In this regard, data from another good study conducted at SIUT,21 was analyzed for renal biopsies using Light Microscopy, Immunoflourescence and Electron Microscopy over a period of 12 years. Even with availability of the above diagnostic facilities, the percentage of patients with MCD (29.4%) and FSGS (21.8%) did not differ significantly from the percentage of cases seen in our study.

Conclusion

This study has shown MCD as the most common histological pattern of renal disease among paediatric population which is in agreement with other studies.

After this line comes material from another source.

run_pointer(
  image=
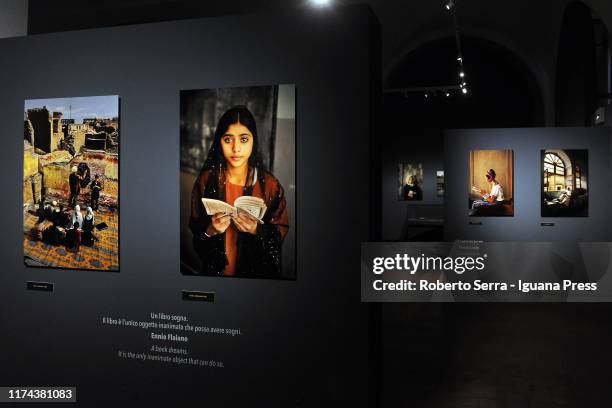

However, MCD was seen to occur with decreasing frequency in our population in contrast to earlier studies. FSGS has come up to be the second most common cause of frequently relapsing nephrotic syndrome and steroid resistance in our population. Similarly, Mesangio Prolif GN and Post. strep GN, though relatively uncommon in the west, were high on the merit of histological diagnosis.
The histological pattern seen in our study (Northern Pakistan) is comparable to the studies conducted at SIUT (Southern Pakistan). Interestingly, despite the non availability of Immunoflourescence, histological disease pattern did not change!

Acknowledgement

The authors would like to thank Dr. Anjum Mahmood, for her priceless contributions during the process of manuscript preparation. The efforts of Dr. Shad Muhammad and Dr. Saadia Izzat during the data extraction process, are also acknowledged.